Abdel-Salam et al. (2011) reported a boy, born of consanguineous parents, with craniosynostosis due to a heterozygous P250R mutation in the FGFR3 gene. In addition to right coronal, sagittal, and lambdoid suture synostosis, he had left hemimegalencephaly with poor differentiation of white and gray matter, an underdeveloped corpus callosum, and an abnormal hippocampus. Despite these cranial findings, he had mild developmental delay and symmetric strength, tone, and reflexes, with hyperreflexia. Dysmorphic features included craniofacial asymmetry with left frontal bossing, midface hypoplasia, proptosis, low-set ears, and brachydactyly. At age 18 months, he developed asymmetric hydrocephalus requiring third ventriculostomy. Postoperative cranial MRI showed a Chiari I-like malformation, but less dysplastic cerebral cortex. In addition, he had curly, light hair, and oval hypomelanotic patches on the abdomen, lower limbs, and back, with 1 hyperpigmented patch in the groin. Some of these features had not previously been reported in Muenke syndrome, but Abdel-Salam et al. (2011) noted that additional genetic effects could not be ruled out because of the consanguinity in this family.

Inheritance

Muenke syndrome is an autosomal dominant disorder (Muenke et al., 1997).

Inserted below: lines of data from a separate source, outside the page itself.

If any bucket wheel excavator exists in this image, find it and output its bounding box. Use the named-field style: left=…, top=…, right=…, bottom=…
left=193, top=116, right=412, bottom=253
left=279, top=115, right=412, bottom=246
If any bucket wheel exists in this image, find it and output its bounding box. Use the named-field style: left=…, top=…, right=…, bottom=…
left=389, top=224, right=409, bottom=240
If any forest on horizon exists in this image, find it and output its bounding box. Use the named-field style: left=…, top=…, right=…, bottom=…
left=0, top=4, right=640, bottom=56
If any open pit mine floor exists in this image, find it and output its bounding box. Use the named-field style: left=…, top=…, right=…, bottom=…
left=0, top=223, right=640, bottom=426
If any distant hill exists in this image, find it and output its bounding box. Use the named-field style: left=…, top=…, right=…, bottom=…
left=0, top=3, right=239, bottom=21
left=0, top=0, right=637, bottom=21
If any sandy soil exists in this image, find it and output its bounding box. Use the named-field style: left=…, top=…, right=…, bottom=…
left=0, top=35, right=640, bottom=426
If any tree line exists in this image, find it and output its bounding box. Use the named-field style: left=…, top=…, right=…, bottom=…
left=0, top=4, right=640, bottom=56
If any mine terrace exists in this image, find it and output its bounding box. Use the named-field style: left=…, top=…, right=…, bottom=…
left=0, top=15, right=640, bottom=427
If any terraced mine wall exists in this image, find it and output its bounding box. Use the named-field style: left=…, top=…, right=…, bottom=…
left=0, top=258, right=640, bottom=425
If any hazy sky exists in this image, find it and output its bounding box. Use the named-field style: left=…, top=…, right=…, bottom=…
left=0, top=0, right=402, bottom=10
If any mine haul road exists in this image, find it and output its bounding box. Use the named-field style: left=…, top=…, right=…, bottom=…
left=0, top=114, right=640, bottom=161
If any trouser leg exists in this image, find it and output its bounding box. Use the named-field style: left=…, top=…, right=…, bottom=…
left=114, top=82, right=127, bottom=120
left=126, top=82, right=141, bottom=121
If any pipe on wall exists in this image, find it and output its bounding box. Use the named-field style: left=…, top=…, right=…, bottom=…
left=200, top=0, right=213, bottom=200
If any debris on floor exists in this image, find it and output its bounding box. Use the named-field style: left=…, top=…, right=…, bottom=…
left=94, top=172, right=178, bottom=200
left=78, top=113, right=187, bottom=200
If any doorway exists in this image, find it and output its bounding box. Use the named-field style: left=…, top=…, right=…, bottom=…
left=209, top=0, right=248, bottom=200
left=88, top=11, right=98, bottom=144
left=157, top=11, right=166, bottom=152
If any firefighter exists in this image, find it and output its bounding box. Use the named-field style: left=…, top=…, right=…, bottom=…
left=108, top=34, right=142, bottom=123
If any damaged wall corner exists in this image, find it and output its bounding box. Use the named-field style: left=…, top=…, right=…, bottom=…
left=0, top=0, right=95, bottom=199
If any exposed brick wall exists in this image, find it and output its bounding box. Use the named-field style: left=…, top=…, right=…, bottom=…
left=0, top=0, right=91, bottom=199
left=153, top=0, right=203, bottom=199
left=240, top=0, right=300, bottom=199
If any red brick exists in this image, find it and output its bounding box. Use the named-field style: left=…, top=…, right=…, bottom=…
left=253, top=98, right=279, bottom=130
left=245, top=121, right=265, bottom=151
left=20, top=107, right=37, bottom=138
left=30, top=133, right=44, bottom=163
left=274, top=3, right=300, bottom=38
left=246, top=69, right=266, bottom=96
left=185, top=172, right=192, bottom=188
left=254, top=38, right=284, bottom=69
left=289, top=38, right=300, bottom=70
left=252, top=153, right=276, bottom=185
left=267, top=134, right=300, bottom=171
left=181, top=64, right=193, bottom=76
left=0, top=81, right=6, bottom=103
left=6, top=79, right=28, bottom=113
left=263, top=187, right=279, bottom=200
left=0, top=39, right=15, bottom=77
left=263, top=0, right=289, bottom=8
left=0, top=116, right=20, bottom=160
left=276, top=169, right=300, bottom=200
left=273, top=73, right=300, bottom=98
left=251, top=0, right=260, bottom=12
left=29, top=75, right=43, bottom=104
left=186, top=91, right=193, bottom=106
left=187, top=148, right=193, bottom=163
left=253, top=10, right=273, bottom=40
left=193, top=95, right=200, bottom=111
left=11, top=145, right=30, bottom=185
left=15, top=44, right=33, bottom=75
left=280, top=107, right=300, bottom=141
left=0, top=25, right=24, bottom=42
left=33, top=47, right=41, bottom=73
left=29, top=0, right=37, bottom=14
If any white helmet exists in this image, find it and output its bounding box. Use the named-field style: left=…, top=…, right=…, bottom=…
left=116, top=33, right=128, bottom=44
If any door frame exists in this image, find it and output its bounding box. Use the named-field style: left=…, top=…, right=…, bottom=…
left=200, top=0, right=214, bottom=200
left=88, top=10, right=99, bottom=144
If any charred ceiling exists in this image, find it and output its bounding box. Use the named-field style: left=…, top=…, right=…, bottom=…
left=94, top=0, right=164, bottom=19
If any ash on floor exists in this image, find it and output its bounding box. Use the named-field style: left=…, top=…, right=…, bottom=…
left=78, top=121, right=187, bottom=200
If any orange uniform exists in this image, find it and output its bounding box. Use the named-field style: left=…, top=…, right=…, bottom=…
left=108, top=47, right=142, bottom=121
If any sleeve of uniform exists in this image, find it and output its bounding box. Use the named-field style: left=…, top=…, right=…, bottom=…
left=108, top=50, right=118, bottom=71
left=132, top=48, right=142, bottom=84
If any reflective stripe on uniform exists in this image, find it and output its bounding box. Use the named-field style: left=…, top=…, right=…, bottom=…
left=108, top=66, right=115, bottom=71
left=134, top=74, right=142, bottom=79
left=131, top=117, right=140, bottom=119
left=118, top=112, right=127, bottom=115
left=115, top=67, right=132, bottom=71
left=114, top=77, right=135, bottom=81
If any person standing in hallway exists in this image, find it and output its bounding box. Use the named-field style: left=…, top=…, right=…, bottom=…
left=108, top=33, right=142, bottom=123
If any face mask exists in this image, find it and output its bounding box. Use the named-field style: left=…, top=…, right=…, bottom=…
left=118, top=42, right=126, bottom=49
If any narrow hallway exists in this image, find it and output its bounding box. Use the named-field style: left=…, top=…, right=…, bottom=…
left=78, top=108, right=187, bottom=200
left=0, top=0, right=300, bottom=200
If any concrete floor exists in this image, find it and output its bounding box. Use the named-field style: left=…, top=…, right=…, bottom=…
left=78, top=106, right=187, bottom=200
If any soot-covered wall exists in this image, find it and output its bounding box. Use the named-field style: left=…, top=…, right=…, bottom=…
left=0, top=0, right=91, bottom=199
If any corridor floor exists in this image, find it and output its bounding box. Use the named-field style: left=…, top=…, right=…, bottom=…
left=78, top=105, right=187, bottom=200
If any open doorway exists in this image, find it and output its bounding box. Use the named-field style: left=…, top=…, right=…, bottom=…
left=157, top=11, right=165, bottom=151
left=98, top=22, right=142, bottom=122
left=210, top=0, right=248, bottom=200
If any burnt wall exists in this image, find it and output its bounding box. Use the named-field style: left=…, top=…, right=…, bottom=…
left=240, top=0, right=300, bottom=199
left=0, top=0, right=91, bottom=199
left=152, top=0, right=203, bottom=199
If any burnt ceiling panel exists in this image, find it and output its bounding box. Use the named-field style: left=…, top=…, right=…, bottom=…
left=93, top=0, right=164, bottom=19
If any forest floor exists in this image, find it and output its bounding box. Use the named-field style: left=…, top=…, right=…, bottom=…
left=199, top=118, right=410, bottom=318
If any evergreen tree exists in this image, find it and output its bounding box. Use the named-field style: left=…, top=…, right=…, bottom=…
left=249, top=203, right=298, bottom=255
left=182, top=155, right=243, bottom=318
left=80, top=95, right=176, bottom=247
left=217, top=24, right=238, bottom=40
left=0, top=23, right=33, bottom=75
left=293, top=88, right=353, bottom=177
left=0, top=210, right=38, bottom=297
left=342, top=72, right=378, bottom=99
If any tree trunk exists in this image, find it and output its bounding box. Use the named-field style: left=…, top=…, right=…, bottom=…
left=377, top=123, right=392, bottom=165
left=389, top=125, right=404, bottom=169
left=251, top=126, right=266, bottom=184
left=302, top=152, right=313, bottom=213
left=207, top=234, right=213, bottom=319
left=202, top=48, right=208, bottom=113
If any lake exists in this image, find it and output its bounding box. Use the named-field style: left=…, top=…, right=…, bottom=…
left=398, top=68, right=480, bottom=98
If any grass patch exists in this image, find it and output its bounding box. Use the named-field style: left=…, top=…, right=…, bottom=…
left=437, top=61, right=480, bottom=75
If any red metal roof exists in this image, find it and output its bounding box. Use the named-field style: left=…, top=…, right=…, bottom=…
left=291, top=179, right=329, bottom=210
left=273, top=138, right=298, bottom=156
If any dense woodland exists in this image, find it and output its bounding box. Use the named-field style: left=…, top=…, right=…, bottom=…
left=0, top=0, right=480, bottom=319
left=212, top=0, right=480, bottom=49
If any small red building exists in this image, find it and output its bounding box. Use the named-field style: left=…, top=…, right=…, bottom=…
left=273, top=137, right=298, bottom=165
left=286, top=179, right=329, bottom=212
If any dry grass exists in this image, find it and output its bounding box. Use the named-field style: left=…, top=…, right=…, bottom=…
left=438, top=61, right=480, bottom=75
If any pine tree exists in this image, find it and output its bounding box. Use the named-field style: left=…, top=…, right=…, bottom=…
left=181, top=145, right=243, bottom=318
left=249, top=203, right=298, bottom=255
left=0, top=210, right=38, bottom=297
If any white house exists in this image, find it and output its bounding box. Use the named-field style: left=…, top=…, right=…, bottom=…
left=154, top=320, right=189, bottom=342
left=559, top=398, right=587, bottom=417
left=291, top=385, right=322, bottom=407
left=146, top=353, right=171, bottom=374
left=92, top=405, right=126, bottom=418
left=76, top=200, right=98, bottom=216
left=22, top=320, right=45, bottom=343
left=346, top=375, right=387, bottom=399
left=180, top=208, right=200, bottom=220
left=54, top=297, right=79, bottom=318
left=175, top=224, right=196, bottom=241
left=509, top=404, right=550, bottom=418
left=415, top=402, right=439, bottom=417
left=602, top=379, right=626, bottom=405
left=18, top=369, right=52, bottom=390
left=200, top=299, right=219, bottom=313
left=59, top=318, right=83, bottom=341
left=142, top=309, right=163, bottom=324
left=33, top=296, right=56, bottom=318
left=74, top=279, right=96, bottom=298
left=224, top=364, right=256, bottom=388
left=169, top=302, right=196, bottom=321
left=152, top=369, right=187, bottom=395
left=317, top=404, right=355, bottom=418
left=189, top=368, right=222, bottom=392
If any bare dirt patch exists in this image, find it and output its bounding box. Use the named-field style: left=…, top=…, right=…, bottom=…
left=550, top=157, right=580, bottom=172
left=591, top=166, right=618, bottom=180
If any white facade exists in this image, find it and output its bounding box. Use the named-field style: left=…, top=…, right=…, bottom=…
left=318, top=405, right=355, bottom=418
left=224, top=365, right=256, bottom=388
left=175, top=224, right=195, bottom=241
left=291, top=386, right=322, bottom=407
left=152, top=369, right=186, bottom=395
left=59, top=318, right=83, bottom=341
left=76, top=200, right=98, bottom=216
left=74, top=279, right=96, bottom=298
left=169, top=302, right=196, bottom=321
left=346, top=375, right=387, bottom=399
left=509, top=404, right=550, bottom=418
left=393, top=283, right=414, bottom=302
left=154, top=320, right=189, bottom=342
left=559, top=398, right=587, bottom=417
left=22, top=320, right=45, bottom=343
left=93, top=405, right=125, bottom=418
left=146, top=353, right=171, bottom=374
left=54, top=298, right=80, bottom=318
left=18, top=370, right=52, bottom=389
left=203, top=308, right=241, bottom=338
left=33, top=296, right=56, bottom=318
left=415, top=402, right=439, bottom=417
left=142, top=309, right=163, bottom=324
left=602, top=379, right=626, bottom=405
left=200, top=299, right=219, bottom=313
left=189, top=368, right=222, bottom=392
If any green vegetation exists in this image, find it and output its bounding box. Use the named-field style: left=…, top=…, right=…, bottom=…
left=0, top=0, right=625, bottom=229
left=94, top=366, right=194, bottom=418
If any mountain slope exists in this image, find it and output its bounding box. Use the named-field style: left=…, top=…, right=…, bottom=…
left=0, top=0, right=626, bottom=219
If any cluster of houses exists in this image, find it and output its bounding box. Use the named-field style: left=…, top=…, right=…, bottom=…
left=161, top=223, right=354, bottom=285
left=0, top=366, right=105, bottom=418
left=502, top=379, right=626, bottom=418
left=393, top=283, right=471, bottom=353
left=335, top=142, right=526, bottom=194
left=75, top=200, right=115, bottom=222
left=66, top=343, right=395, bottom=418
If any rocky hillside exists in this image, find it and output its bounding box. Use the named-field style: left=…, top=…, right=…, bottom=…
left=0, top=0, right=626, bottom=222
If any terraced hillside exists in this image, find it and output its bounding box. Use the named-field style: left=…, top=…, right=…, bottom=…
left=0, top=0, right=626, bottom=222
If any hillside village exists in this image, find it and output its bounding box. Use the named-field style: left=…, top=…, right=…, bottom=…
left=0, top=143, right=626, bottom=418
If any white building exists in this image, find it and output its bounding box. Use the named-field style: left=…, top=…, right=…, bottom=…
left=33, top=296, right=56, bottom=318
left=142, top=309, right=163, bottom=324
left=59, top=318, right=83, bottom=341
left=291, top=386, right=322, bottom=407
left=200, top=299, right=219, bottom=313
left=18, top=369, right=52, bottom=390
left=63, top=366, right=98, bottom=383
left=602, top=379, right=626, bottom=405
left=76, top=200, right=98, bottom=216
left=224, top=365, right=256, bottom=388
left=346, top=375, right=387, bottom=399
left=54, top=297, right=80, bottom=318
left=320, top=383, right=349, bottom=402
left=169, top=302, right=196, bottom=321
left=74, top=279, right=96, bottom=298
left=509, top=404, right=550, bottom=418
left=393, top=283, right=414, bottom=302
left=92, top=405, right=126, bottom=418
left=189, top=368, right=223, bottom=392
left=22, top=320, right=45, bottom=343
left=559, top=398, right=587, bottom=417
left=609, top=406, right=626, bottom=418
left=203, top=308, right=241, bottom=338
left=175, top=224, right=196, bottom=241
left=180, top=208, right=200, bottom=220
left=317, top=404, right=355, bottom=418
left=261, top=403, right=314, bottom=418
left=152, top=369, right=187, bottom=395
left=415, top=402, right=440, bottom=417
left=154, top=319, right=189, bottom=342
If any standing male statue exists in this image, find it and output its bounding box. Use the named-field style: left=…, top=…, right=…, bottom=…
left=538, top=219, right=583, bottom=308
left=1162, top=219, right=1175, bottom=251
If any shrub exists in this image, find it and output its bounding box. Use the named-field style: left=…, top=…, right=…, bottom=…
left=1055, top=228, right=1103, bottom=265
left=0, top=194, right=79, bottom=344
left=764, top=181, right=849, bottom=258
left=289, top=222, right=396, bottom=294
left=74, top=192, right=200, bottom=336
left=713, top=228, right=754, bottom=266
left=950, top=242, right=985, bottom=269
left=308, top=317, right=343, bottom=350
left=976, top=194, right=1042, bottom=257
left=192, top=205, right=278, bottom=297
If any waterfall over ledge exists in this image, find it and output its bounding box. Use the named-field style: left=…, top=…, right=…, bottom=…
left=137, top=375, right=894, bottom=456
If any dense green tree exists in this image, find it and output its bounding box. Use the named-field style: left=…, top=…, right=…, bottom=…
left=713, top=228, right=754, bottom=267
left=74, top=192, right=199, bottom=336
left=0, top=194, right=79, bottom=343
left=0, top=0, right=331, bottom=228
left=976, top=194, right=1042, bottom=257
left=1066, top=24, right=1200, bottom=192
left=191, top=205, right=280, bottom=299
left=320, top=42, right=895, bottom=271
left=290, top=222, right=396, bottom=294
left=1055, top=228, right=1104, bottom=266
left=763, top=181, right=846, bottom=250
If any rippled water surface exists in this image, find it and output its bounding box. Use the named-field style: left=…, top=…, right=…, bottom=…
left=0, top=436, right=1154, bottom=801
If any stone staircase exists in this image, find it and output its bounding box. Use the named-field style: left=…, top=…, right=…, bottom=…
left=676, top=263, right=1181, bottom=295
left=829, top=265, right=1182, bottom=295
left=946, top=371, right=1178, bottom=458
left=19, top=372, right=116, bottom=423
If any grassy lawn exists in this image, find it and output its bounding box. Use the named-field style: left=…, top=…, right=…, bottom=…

Rannan-Eliya et al. (2004) studied 19 cases of Muenke syndrome due to heterozygous de novo P250R mutations in FGFR3. All 10 informative cases were of paternal origin; the average paternal age at birth for all 19 cases was 34.7 years.

Population Genetics

The birth rate for the Muenke FGFR3 P250R mutation is estimated to be 7.6 per 1,000,000 (Wilkie, 1997).

Animal Model

Mansour et al. (2009) generated mice homozygous and heterozygous for a P244R mutation in the Fgfr3 gene, which is the equivalent of the human P250R mutation, as a mouse model of Muenke syndrome. Fgfr3 P244R/+ and P244R/P244R mice showed dominant, fully penetrant low-frequency hearing loss that was similar but more severe than in Muenke syndrome patients. Mouse hearing loss correlated with an alteration in the fate of supporting cells (Deiters-to-pillar cells) along the entire length of the cochlear duct, especially at the apical or low-frequency end. There was excess outer hair cell development in the apical region. Hearing loss was dosage sensitive as homozygotes were more severely affected than heterozygotes.